Well, among the risks that can occur, what we are discussing today are the risks with criminal consequences, which will not only keep you away from the intended objectives, but will also confront you with a criminal process in which it must be determined whether the owner of the organization developed or managed activities aimed at preventing the materialization of an identifiable risk, or omitted such action either intentionally or recklessly.
In addition to the above, we have, for example, Cassation No. 1563-2019/La Libertad, in which the position of guarantor assumed by the owner of an organization is extensively developed, as well as the liability for the crimes of omission by commission or improper omission, It establishes that “…it is subject to a general clause or material basis constituted by the omission to prevent the commission of a punishable act… In any case, as a crime of omission, what is punished is a “failure to do” or “doing something different from what is prescribed”… It also establishes other issues of criminal legal relevance, which we will not address on this occasion, in order to stick to the liability of omission by the commission.
In that order of things, the owner of the organization has the obligation NOT to omit to deploy actions aimed at preventing the materialization of a harmful act with criminal legal relevance.
WThenell, the obvious question is, how will the owner of the organization comply with this obligation?
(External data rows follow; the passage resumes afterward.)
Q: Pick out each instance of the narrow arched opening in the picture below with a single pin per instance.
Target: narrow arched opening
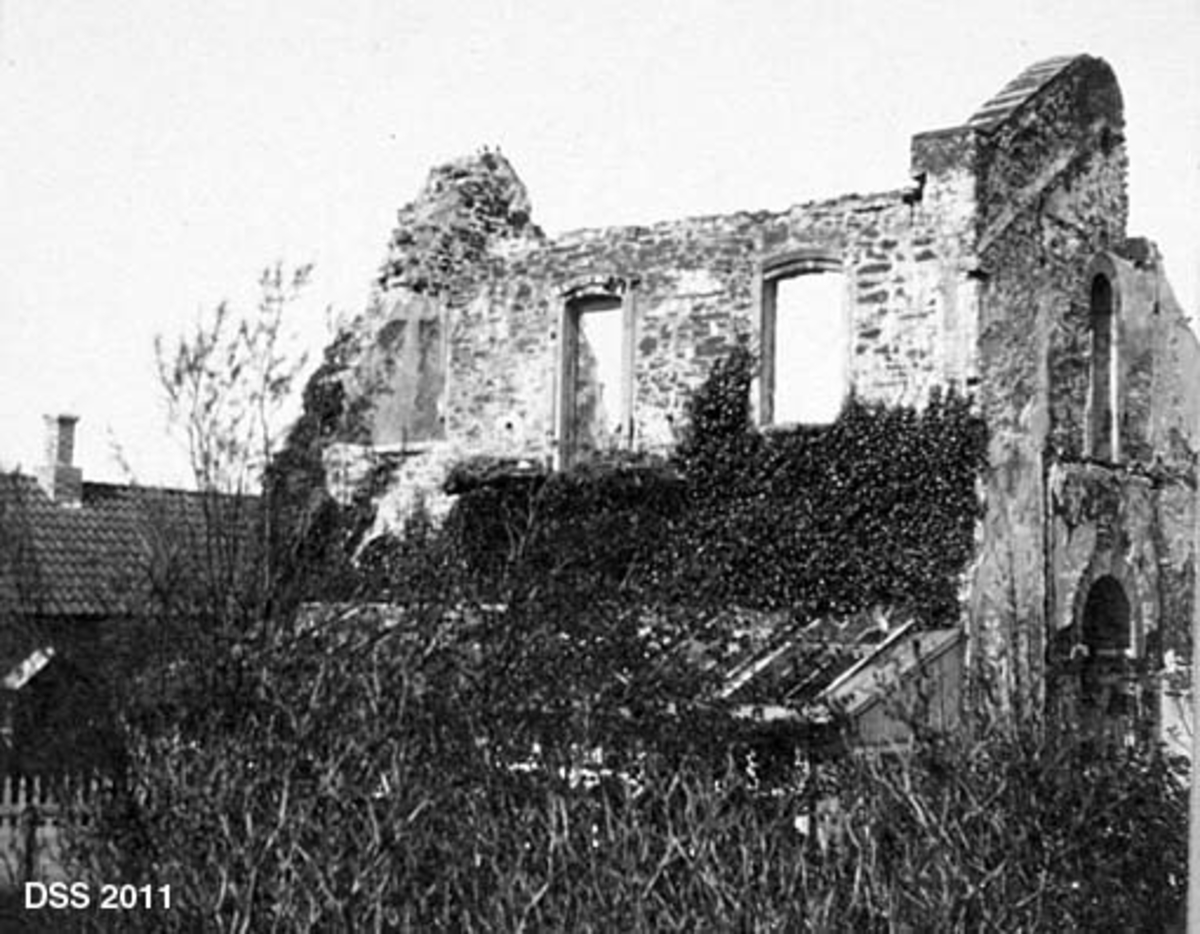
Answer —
(1107, 688)
(1102, 421)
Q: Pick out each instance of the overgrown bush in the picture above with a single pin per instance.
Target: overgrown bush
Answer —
(365, 786)
(517, 743)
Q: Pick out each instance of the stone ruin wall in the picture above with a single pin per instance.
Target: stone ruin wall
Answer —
(975, 276)
(697, 287)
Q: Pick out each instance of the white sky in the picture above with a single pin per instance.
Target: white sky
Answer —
(155, 156)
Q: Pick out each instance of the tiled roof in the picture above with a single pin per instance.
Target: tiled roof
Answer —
(97, 558)
(1019, 90)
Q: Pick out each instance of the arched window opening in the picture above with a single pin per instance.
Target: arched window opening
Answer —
(805, 342)
(1107, 688)
(1102, 421)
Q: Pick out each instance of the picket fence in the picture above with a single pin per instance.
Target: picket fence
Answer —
(33, 809)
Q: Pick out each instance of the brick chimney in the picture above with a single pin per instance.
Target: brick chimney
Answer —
(61, 480)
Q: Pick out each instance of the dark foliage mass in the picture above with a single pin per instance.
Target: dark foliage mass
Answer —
(876, 509)
(502, 731)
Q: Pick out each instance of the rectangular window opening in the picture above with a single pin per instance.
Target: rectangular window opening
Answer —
(597, 378)
(805, 348)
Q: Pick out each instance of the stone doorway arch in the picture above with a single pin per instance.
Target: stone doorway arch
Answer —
(1108, 683)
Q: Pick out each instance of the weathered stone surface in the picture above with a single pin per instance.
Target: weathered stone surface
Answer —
(976, 276)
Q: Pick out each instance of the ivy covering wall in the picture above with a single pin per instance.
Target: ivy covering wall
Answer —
(879, 508)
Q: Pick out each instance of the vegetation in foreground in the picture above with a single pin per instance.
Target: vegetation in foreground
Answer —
(514, 748)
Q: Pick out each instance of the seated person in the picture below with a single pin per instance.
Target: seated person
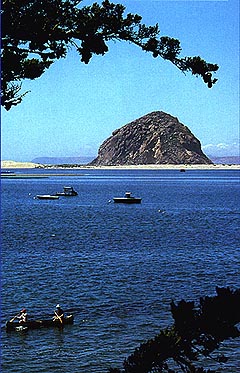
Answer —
(23, 316)
(59, 314)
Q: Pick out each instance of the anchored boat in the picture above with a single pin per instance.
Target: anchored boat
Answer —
(38, 324)
(67, 192)
(129, 199)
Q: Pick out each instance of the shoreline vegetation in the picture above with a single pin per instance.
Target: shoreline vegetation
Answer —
(31, 165)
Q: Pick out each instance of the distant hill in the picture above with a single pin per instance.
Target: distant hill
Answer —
(62, 160)
(225, 160)
(156, 138)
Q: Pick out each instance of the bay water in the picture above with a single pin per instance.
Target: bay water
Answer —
(116, 267)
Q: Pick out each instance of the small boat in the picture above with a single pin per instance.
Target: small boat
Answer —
(127, 199)
(46, 196)
(67, 192)
(38, 324)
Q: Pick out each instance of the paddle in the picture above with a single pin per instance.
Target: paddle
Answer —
(15, 317)
(58, 317)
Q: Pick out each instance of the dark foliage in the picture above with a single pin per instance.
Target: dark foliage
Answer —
(35, 33)
(196, 333)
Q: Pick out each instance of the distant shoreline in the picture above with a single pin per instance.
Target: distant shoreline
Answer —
(30, 165)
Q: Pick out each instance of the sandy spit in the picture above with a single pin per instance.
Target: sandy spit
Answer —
(13, 164)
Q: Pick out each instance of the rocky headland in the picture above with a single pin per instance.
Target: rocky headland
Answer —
(157, 139)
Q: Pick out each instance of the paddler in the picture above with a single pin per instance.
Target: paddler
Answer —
(59, 314)
(22, 316)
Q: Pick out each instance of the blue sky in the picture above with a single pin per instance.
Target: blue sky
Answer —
(74, 107)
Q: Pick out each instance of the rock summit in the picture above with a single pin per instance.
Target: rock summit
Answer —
(155, 138)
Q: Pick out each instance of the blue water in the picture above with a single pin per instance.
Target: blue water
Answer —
(117, 267)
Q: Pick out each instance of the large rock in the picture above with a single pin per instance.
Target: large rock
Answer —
(156, 138)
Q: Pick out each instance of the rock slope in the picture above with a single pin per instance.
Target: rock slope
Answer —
(156, 138)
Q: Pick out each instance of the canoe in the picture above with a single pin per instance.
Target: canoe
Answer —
(38, 324)
(46, 196)
(127, 199)
(67, 192)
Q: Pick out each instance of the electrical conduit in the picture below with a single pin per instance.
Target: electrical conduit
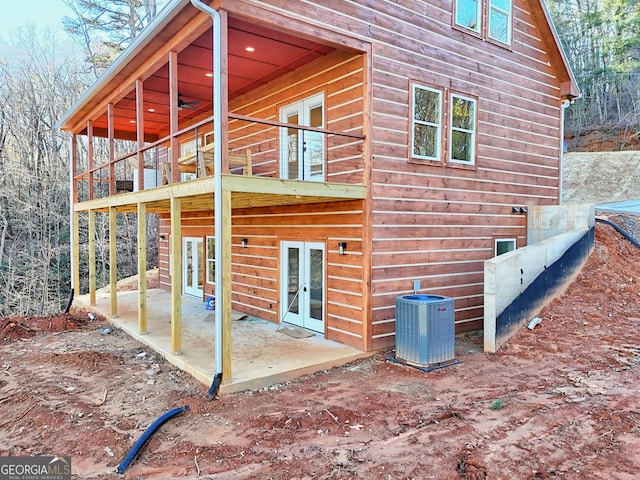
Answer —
(217, 186)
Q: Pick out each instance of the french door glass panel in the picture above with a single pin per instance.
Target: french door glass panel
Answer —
(303, 284)
(194, 266)
(302, 156)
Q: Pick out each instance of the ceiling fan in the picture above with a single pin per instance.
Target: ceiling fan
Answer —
(184, 104)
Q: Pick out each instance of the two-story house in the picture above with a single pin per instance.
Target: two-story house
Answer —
(310, 161)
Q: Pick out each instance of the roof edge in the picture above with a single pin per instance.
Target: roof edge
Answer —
(157, 24)
(569, 87)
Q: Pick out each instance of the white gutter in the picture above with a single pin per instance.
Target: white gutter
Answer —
(217, 175)
(164, 18)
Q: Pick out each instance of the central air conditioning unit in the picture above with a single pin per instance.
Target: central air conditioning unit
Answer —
(425, 329)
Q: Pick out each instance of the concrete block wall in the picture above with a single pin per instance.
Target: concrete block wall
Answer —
(519, 283)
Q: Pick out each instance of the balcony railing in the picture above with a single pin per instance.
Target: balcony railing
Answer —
(257, 147)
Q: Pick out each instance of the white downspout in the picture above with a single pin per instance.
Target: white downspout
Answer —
(72, 262)
(565, 104)
(217, 185)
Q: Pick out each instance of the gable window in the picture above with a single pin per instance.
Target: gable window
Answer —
(463, 130)
(468, 14)
(211, 259)
(504, 245)
(500, 20)
(426, 123)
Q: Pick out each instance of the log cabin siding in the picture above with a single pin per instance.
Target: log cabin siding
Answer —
(432, 222)
(256, 268)
(518, 96)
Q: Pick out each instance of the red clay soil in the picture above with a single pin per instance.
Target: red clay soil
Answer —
(559, 401)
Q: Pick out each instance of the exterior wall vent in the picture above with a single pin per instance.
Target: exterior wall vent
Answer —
(425, 329)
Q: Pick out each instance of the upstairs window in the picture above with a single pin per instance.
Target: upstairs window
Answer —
(500, 20)
(426, 123)
(468, 14)
(489, 19)
(463, 130)
(211, 260)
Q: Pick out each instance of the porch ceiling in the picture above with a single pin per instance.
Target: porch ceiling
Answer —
(246, 192)
(256, 56)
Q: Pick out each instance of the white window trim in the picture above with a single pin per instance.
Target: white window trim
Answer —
(508, 13)
(473, 132)
(438, 156)
(478, 28)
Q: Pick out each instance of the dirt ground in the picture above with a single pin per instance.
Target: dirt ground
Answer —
(559, 401)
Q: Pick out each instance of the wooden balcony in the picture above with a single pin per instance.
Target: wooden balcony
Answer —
(266, 164)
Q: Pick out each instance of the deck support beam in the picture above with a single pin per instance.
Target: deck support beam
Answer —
(76, 252)
(142, 269)
(113, 262)
(226, 285)
(176, 277)
(92, 257)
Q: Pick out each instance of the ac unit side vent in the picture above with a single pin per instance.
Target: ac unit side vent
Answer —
(425, 329)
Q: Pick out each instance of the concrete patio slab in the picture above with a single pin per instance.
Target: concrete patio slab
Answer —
(261, 355)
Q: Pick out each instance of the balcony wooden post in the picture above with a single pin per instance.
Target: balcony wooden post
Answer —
(140, 131)
(113, 262)
(142, 268)
(76, 252)
(112, 156)
(92, 257)
(90, 162)
(173, 113)
(176, 277)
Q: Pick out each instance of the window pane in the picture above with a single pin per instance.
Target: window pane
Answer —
(467, 14)
(211, 259)
(315, 117)
(462, 113)
(427, 105)
(504, 246)
(499, 26)
(504, 5)
(461, 146)
(499, 20)
(426, 123)
(425, 141)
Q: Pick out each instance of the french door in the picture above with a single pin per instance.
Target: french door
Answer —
(302, 284)
(193, 266)
(302, 151)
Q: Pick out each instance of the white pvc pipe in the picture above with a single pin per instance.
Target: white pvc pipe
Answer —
(217, 172)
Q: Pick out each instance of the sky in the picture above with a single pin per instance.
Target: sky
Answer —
(41, 13)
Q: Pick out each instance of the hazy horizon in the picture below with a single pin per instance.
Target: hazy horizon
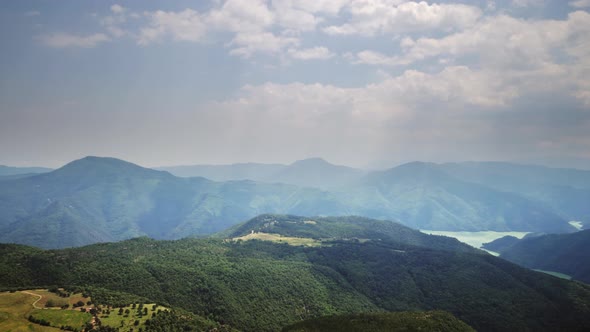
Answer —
(367, 84)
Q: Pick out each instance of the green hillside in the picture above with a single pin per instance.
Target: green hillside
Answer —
(344, 228)
(262, 285)
(384, 322)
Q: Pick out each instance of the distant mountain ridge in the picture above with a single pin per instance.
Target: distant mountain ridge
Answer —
(311, 172)
(565, 253)
(98, 199)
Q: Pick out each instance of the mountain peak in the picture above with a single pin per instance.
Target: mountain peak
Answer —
(104, 166)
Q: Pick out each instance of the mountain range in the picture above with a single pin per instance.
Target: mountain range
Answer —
(97, 199)
(312, 172)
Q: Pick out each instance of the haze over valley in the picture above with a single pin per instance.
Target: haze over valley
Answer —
(302, 166)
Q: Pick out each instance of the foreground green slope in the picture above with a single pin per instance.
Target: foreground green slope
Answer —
(384, 322)
(565, 253)
(259, 285)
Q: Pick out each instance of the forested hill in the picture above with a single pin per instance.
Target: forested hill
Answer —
(263, 286)
(384, 322)
(343, 228)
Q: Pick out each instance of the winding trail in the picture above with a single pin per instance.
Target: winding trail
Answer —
(34, 303)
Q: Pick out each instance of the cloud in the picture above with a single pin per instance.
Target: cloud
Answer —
(314, 53)
(527, 3)
(369, 57)
(33, 13)
(187, 25)
(118, 9)
(64, 40)
(241, 16)
(580, 3)
(379, 17)
(247, 43)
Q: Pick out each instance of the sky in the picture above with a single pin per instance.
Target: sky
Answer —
(365, 83)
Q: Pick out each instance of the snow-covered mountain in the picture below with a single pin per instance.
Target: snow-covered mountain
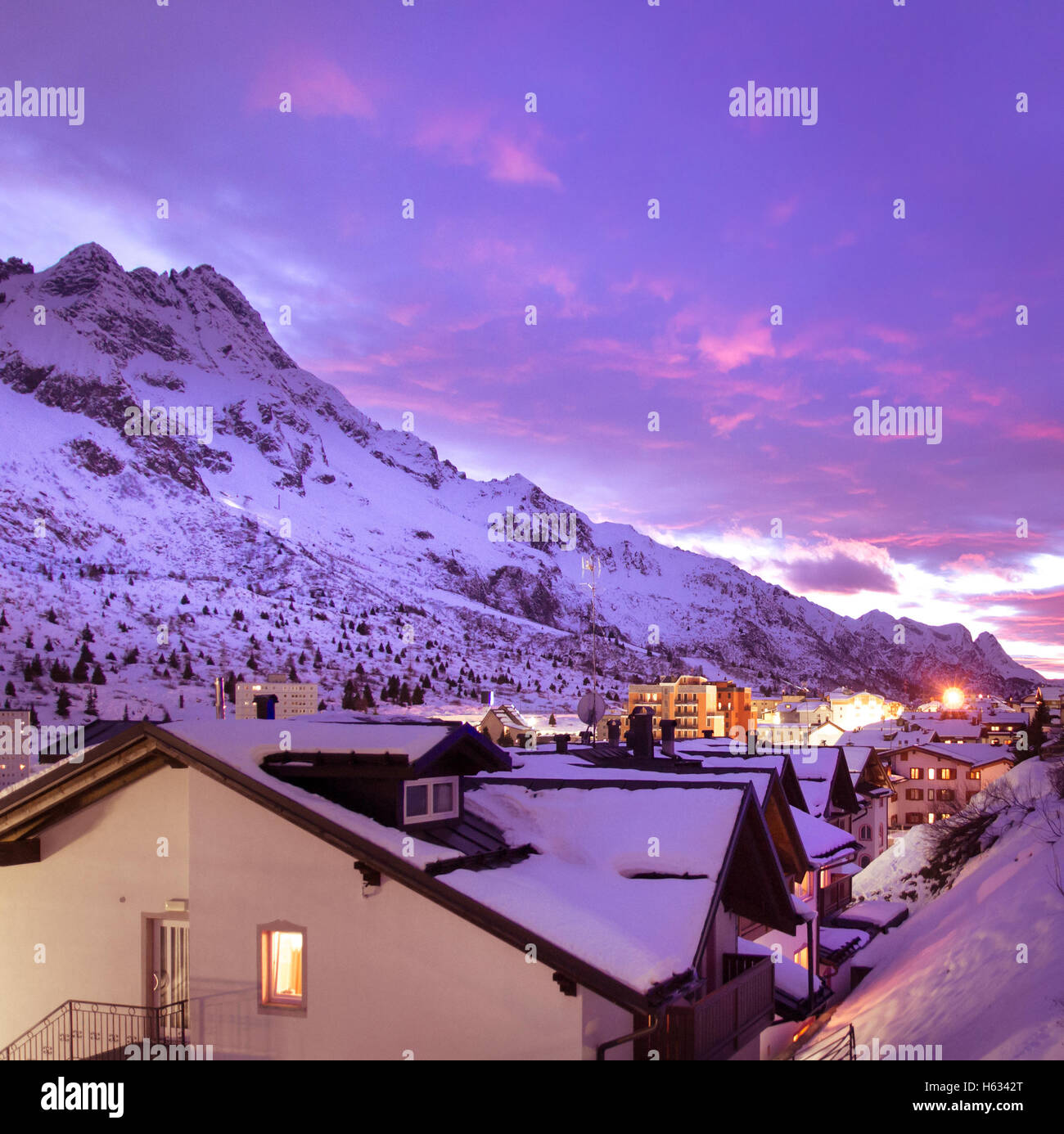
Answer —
(303, 511)
(979, 955)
And my answer is to manage risks, facing uncertainty, so as not to allow or omit to act in the face of evidence of a possible risk with criminal consequences, making use of professionals, consultants , and suitable programs.
In Cassation No. 1563-2019/La Libertad, a criminal proceeding for the commission of the crimes of Homicide and Injuries, where the driver of a passenger bus lost control of the vehicle, slipping and falling into a river, resulting in the death of the driver and 38 passengers, as well as injuries to 5 passengers. The General Manager of the transportation company was charged with criminal responsibility for the crimes of homicide and injuries by omission, since he had not taken the necessary actions to foresee that passenger transportation services were provided with a single driver without the assistance of a co-driver, despite the fact that the routes exceeded four hours in duration.
Consequently, we appreciate that if the General Manager of the transportation company in the aforementioned cassation had managed the risks inherent to its operation, he could have noticed that services were performed with only one driver, when two were necessary, therefore he would have been able to notice the risk involved, and therefore deployed the necessary actions to avoid the occurrence of the highly damaging probability, fulfilling his duty of guarantor within the organization.
Finally, it is important to point out that risk management is based on the Deming PDCA (Plan-Do-Check-Act) cycle, also called the spiral of continuous improvement (Plan-Do-Check-Act), where the measurement of activities is fundamental, therefore, I leave you with the phrase of William Thomson Kelvin (Lord Kelvin), British physicist and mathematician (1824 – 1907): “What cannot be defined cannot be measured. What is not measured cannot be improved. What is not improved, degrades.